Lifestyle


The Country School House     “I Write What I See” 
By Ted Schrader

The Manitoba Co-operator            November 1, 1944
Winnipeg Tribune

Manitoba’s “little red school houses” may have changed their color but they haven’t changed character.

I left Winnipeg before eight one morning and spent the entire day visiting rural schools.  The story of neglect was etched in every building, and the weather-stained shacks fairly sneered at the pupils: “We defy you to get an education.”
All rural schools, of course, aren’t monument of indolence and antiquated ideas.  It just happened that in my one-day tour I visited eight of the shabbiest.

HERE’S WHAT I FOUND

At the first school, I mounted rickety steps, perhaps not dangerous because there were only a few, but certainly difficult to negotiate.  Two slats were kicked out of the classroom door.  It was 8:15 a.m. and no fire killed the penetrating cold.  The floor was gritty with dirt, and scraps of paper were caught in boards and nestled in the corners.  The drinking jar was dusty.  The playground was deep with weeds.

Was this a thing of beauty, intended to inspire students to work well and to brighten their lives?
The next school was brighter inside.  A citizen in the community told me she had had the room papered at her own expense because the trustees refused to act.  It was clean and tidy.  But when I investigated the basement to look at the furnace, I sank into mud.  There would be no fire in that school until that basement swamp was drained.

There was no fire at the next school.  And three little windows allowed a minimum of light to penetrate the gloom.  The building needed painting years ago, and still does.  But the yard was neat.

At the fourth school, pupils had assembled but were shivering.  I lit the fire, and the youngsters huddled around to get warm.  The stove was a relic of some early age, battered and broken.  The little flames wriggled out of their prison and made shadows dance on the floor.

THE FIRST WARM SCHOOL I came to harbored a squadron of flies.  They buzzed through the unscreened windows and the teacher told me only the chilly weather had brought them relief from mosquitoes.

The walls were a grimy brown and paint had peeled in long slivers.  The ceiling was filthy.
The outdoor toilets were shattered beyond repair – or use.

An imposing yellow school loomed ahead.  It had been painted recently, and the teacher and pupils took pride in it.  The room was tidy, even though the playground weeds were knee-high.  The boys were playing softball, using an improvised club for a bat.
The seventh school had been attended to this summer.  The inside was painted white and the desks shone with yellow paint.  It too, was buzzing with flies and the little stove in the centre issued an insufferable heat.

And finally, I visited a school recognizable as such only by the flag pole.  It was a battered shack, measuring no more than 12 by 20 feet.  Into it were crowded 25 eager students, somehow progressing despite the aura of despair.

I WONDERED how boys and girls could tolerate such oppressive environments, and what incentive they had to brighten their own homes.

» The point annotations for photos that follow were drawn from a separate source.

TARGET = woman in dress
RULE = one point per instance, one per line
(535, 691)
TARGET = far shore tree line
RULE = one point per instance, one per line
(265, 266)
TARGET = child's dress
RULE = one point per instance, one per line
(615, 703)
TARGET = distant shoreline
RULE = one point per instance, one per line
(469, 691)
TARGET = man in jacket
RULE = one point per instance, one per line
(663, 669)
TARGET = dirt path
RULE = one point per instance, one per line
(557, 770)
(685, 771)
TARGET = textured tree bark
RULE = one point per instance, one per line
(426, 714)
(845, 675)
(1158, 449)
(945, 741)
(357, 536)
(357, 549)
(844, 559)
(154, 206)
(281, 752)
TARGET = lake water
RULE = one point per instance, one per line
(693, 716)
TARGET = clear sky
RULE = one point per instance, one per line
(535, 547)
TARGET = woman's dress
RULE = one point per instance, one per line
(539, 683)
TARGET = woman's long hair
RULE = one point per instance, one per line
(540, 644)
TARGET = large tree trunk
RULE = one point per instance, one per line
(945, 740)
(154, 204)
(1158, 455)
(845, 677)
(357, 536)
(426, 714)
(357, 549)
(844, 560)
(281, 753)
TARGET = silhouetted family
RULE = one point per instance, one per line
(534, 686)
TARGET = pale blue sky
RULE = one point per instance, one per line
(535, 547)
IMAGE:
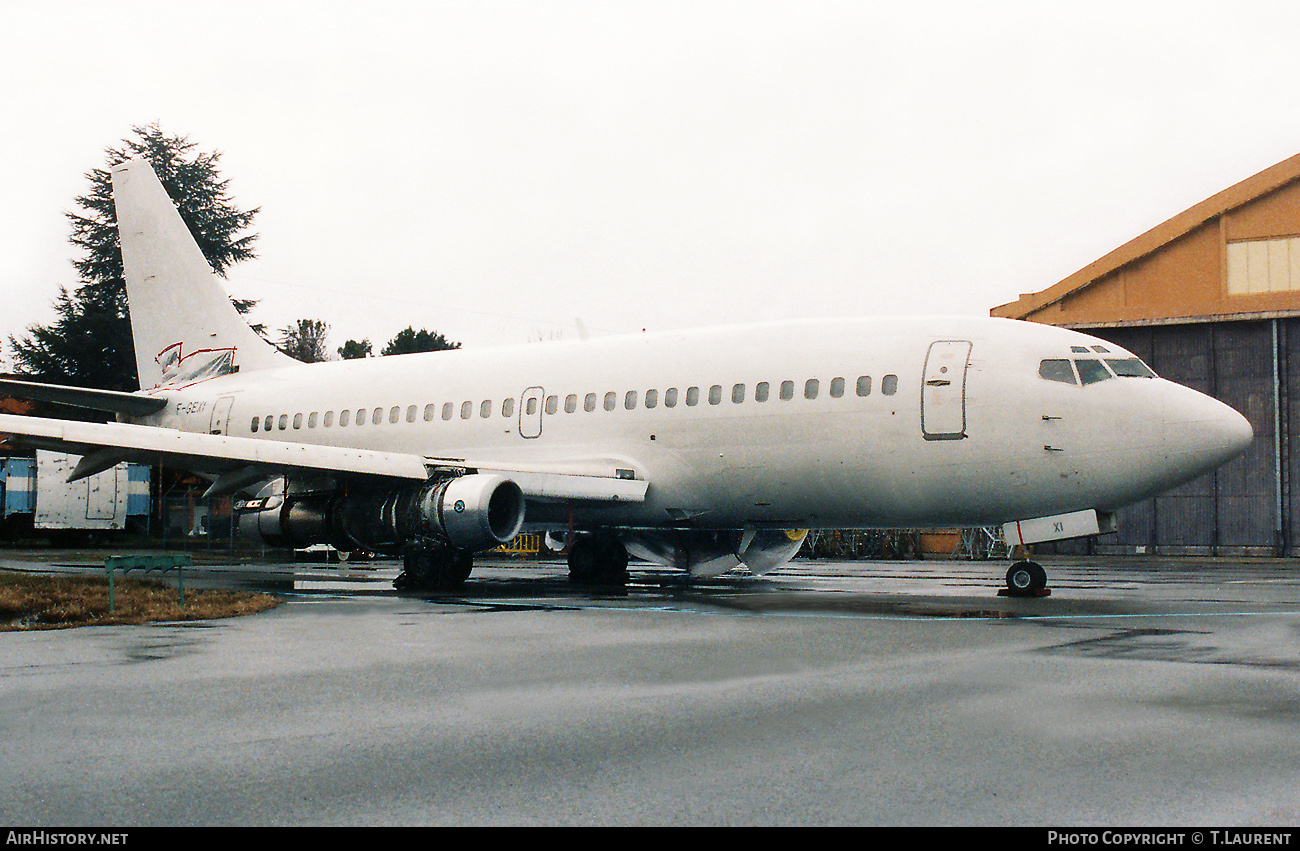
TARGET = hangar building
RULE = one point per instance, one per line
(1209, 299)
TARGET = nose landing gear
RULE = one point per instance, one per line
(1026, 578)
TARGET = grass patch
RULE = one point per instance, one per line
(60, 602)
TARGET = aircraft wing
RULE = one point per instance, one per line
(238, 463)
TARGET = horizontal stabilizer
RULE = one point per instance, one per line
(237, 463)
(129, 403)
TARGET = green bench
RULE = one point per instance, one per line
(155, 561)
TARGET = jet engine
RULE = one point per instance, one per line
(707, 552)
(466, 512)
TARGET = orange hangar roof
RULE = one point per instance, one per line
(1233, 256)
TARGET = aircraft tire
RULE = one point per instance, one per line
(1026, 577)
(434, 569)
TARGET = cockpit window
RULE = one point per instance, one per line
(1057, 370)
(1130, 368)
(1091, 370)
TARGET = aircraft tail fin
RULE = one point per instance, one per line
(185, 326)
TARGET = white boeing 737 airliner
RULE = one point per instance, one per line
(701, 448)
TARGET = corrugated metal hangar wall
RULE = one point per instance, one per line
(1235, 509)
(1209, 299)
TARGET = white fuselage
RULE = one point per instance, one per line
(887, 422)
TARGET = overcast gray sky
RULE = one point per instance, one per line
(494, 169)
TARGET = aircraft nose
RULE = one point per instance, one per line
(1201, 431)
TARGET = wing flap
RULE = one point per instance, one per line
(238, 461)
(129, 403)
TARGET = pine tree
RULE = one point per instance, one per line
(423, 341)
(90, 343)
(304, 341)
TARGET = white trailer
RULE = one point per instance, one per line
(103, 502)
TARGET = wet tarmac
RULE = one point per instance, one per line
(1142, 691)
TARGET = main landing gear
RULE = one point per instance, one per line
(598, 559)
(434, 568)
(1026, 578)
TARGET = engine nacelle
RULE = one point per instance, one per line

But even more, I wondered how some of the teachers I met could make pupils zealous for knowledge.
I listened to one teacher handle a reading lesson.  They took a single paragraph from a story, and shattered the meaning into definition of words.  Little wonder that eyes became glazed with boredom.

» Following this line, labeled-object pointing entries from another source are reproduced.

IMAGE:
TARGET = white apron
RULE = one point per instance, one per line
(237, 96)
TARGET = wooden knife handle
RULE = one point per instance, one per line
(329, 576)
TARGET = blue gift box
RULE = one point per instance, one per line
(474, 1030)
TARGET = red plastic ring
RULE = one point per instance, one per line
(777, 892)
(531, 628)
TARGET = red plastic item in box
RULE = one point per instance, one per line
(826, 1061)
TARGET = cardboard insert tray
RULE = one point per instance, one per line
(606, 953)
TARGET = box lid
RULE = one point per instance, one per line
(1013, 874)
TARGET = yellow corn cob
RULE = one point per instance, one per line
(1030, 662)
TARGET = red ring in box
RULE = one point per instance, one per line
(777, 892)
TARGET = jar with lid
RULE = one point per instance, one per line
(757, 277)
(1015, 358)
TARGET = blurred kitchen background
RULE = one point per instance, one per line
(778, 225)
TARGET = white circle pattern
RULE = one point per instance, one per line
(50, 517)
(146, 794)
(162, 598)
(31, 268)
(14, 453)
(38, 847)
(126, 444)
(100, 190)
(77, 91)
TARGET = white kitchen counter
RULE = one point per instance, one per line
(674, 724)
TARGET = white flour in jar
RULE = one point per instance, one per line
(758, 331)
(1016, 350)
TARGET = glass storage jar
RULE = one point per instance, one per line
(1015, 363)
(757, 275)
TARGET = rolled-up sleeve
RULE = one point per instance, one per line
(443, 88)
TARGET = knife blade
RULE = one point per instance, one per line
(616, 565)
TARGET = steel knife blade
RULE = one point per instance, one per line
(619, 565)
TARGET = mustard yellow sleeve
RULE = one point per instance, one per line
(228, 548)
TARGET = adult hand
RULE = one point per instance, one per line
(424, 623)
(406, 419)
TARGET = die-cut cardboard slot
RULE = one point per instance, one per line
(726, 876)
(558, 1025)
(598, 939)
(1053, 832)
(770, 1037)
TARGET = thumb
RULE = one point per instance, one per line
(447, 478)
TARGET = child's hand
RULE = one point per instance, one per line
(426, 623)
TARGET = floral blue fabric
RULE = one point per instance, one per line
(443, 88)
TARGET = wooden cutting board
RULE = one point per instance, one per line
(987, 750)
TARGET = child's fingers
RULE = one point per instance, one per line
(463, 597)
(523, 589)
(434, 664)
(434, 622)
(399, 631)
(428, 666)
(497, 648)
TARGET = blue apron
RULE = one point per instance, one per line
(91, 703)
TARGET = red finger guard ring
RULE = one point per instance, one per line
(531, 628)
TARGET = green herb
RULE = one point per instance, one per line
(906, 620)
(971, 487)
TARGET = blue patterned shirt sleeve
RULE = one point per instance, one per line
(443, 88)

And when eight grades are taught in one room, how do any but the most hardy refrain from eavesdropping on other classes?  What a tangled mess of information those frail young minds have to cope with!

Libraries were meagre, and one permit teacher confessed to me how inadequate she felt because she couldn’t get trustees to supply her with background material.  She didn’t know the subject herself and was at a loss to teach it.

IN MY ONE-DAY TOUR I caught a glimpse of the fruits Manitoba has reaped from decades of stupidity.  Until teaching receives the prestige it requires and the salaries it is entitled to, great minds and strong characters will never be attracted to the profession.
Many Manitoba children are floundering in our schools, yet our orators vainly boast that on them will be built the democracy of the future.  When the war releases young people for teaching and materials for building, I hope they will be lured to rural Manitoba.